# Sauna Rocks?



## shannon1233 (Feb 24, 2013)

Hi everyone, I've been reading your site and admiring the pics for months, but a little shy, so waited until now to ask a question. We have not used our Sauna in 10 years, so I wanted to use the fist sized, whitish/grey rocks in my aquarium. Unfortunately I don't know what kind of rocks they are. In researching sauna rocks I found balsic are the most common sold with the sauna kits. I'm just not sure if that's what they are. How would I prep them for my 70 gallon Cichlid tank? Thanks soooo much!


----------



## DJRansome (Oct 29, 2005)

Do you mean basalt? That would be fine...especially if they are the rounded ones shaped like river rock.

When they were used...what do you put on them...just plain water? If so the only contaminant is likely to be calcium build-up from hard water which would be fine for fish liking a high pH. I would just scrub in hot water.


----------



## shannon1233 (Feb 24, 2013)

Tks for the reply.

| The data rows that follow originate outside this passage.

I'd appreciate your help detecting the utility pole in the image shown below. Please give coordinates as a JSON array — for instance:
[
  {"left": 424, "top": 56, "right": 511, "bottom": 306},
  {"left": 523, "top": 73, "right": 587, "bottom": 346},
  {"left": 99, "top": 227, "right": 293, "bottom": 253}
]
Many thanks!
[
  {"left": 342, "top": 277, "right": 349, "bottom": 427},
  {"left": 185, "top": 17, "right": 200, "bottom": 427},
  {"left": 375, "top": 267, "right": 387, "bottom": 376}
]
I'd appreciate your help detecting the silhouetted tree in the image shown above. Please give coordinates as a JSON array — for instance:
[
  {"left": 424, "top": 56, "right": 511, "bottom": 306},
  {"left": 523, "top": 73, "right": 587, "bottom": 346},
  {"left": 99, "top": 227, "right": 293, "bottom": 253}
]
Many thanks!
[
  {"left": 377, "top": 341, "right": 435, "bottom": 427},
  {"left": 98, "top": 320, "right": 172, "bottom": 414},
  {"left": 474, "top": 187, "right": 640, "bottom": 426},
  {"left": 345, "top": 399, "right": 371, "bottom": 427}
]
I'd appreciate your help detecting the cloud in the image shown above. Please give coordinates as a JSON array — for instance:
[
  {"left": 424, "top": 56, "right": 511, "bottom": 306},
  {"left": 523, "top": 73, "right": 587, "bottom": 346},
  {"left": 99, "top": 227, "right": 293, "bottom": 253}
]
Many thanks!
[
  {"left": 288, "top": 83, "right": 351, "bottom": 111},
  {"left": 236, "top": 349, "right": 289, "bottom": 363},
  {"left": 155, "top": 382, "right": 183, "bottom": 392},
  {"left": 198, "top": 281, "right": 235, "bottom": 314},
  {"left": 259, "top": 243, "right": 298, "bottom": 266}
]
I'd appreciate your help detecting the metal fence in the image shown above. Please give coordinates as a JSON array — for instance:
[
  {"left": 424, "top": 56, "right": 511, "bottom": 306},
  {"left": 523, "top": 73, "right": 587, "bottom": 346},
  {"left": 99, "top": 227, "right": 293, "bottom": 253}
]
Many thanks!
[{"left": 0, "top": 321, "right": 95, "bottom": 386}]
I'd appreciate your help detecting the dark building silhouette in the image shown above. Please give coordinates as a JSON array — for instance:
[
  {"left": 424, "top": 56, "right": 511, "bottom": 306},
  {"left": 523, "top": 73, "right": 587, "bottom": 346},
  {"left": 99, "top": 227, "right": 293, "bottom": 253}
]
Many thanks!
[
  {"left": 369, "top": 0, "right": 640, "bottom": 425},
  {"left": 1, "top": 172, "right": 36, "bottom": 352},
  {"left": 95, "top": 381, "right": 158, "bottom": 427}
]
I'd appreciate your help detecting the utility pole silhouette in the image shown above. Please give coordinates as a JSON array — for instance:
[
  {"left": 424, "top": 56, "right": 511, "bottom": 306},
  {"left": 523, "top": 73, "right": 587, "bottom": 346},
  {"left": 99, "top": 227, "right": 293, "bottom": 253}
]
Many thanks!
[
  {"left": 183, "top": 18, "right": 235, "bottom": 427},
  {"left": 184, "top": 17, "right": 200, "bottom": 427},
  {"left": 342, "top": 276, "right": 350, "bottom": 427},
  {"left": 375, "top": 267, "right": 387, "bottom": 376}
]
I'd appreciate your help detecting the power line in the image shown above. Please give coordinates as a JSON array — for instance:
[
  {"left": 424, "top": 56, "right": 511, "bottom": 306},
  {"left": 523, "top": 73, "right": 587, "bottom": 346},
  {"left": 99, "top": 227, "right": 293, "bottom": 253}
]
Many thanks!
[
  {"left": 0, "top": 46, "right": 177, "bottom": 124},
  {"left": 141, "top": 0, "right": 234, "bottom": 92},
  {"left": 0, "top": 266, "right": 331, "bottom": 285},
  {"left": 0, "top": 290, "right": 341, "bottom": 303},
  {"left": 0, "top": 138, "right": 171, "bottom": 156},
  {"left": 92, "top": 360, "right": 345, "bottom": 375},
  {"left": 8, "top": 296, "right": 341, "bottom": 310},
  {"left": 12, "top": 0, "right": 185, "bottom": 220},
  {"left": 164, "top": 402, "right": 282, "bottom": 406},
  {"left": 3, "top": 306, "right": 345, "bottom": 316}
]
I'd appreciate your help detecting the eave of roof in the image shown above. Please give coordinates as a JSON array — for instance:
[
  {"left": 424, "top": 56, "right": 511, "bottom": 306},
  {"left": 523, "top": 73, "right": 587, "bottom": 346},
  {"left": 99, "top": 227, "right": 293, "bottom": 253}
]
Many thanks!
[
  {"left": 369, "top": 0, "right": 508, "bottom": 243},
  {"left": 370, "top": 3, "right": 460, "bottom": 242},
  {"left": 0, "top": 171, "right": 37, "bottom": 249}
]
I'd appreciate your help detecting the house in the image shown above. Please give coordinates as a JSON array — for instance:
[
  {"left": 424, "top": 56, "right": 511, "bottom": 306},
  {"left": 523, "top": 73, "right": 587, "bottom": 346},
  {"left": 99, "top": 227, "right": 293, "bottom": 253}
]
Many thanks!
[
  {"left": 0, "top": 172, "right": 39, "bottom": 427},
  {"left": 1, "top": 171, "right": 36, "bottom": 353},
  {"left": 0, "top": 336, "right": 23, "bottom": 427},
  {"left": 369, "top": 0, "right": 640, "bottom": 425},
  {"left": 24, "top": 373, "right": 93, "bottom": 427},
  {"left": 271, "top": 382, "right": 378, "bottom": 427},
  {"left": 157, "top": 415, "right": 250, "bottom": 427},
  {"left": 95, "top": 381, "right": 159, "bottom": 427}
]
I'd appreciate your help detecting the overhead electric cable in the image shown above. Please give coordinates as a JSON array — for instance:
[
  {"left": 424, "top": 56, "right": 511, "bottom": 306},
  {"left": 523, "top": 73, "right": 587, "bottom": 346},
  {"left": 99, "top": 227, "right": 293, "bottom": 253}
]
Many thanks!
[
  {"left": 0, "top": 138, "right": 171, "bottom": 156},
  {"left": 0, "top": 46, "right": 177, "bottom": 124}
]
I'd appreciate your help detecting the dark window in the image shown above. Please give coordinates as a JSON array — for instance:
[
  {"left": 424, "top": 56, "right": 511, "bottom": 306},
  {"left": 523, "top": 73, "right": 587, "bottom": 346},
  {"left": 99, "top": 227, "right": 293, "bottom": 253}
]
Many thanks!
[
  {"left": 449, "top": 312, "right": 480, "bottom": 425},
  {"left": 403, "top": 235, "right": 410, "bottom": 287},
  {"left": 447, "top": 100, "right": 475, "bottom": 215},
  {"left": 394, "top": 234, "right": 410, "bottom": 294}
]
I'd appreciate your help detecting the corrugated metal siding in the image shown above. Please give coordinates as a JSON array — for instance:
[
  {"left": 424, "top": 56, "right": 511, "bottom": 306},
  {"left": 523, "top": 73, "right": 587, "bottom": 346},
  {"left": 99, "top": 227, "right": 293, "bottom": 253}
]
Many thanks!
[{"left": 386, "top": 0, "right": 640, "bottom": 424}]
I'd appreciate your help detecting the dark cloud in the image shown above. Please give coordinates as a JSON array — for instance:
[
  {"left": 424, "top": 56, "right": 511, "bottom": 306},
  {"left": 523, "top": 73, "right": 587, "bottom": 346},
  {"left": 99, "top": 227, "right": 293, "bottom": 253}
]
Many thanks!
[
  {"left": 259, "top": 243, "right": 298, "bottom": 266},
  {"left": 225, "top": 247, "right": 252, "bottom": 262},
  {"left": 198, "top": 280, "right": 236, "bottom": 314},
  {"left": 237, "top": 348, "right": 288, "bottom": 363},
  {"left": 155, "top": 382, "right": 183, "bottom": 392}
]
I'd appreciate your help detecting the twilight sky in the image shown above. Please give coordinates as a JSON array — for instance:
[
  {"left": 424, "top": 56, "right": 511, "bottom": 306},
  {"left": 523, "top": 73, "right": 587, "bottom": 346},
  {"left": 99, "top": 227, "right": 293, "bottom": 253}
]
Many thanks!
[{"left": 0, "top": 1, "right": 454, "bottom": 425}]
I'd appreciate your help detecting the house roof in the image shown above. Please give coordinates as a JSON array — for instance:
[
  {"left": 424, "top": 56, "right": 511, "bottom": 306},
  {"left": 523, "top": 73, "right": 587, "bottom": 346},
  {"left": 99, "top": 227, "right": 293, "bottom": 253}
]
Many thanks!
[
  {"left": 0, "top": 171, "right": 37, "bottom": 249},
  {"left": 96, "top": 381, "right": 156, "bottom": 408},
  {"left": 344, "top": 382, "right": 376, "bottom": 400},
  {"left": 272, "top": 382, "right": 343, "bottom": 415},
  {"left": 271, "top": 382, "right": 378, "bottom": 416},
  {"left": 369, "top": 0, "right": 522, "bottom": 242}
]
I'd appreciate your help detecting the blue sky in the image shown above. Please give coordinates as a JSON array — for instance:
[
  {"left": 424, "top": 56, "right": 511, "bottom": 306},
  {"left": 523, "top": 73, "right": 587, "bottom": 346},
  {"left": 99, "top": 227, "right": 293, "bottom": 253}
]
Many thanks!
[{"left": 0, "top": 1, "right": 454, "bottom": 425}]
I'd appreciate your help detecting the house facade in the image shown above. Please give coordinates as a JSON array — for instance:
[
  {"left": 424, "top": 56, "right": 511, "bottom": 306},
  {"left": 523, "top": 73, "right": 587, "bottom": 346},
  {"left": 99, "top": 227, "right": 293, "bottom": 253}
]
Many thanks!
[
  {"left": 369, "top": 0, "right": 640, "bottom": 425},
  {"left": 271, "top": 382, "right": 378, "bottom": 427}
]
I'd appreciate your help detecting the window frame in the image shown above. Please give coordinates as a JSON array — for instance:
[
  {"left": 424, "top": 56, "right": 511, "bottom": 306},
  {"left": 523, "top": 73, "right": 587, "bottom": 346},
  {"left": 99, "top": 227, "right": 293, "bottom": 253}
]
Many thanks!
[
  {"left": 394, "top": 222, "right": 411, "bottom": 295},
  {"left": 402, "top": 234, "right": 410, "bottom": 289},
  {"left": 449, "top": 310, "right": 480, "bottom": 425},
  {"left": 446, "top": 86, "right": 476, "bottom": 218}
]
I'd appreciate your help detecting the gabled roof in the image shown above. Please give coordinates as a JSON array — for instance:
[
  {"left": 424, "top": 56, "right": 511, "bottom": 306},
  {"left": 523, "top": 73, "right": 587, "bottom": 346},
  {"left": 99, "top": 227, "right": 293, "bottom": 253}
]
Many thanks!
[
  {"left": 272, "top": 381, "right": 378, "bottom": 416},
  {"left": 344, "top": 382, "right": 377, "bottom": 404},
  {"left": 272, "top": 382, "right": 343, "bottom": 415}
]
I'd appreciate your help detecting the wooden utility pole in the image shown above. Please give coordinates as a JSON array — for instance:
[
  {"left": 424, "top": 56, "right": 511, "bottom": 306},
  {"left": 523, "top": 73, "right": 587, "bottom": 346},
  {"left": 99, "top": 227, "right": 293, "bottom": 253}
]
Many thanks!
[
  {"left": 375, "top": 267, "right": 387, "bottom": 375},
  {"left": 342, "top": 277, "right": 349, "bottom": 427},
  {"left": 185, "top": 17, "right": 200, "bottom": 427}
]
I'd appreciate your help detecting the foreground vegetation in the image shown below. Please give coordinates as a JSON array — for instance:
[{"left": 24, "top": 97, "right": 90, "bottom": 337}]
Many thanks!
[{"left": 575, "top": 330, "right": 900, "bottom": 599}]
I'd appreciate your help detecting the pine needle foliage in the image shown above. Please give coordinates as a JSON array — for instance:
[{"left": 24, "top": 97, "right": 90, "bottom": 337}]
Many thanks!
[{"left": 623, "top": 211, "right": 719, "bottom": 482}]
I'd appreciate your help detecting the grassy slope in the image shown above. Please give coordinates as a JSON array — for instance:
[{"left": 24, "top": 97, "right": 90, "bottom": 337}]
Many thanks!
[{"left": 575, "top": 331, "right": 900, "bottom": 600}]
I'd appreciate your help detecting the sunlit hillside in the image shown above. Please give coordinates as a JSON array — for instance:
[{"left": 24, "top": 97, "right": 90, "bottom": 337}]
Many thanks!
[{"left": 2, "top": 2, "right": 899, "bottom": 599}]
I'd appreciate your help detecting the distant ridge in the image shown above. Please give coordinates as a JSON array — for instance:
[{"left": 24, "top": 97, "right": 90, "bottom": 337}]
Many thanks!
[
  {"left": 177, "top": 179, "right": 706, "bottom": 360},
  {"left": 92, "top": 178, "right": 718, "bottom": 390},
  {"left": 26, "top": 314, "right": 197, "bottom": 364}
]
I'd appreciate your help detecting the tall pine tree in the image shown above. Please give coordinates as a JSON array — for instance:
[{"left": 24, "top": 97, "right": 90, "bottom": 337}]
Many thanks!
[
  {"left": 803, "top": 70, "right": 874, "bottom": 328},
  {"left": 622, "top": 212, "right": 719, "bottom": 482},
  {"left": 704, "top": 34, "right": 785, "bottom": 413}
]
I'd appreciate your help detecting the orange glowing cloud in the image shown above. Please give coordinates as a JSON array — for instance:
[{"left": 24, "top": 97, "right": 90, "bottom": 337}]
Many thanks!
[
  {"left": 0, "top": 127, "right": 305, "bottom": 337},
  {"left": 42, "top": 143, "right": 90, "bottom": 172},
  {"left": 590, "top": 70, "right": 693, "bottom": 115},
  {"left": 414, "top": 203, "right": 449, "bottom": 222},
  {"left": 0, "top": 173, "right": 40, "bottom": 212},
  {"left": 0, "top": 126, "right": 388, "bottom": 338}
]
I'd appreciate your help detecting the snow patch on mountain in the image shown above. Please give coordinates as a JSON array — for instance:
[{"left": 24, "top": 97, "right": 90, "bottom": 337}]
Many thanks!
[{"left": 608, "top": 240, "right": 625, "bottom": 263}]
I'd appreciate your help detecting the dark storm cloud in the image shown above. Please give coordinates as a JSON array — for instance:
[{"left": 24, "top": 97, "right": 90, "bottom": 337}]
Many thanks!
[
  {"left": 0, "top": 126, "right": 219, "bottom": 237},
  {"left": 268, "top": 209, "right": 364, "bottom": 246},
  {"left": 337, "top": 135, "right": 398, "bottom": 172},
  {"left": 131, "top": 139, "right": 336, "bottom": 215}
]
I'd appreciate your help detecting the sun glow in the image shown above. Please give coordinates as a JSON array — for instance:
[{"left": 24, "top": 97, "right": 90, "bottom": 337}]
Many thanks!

That's the problem, I don't know if they're basalt or what. The sauna was built before we bought the house. When we last used the sauna ( 10 yrs ago), we used Euculyplis Oil in the water we'd pour on the rocks. Yes, they're rounded ones shaped like river rock, but some seem very pourous. Wish I had a way to post a pic, but I don't. What if I boiled them for a couple of hours then let them cool before using? I've got over 30 Cichlids, so I sure don't want to poison my tank


----------



## DJRansome (Oct 29, 2005)

IDK if I would use them if they are porous and had eucalyptus oil on them. Rocks are cheap...may as well get fresh ones.


----------



## shannon1233 (Feb 24, 2013)

Okay Tks again! I'll take another look at them, the first few were not porous, then some in the middle were sigh! I just loved the shape and there's over 50 of them, so I thought I could build some great caves. Uggg, just reading other threads about using bleach. Tks again for any input!!!


----------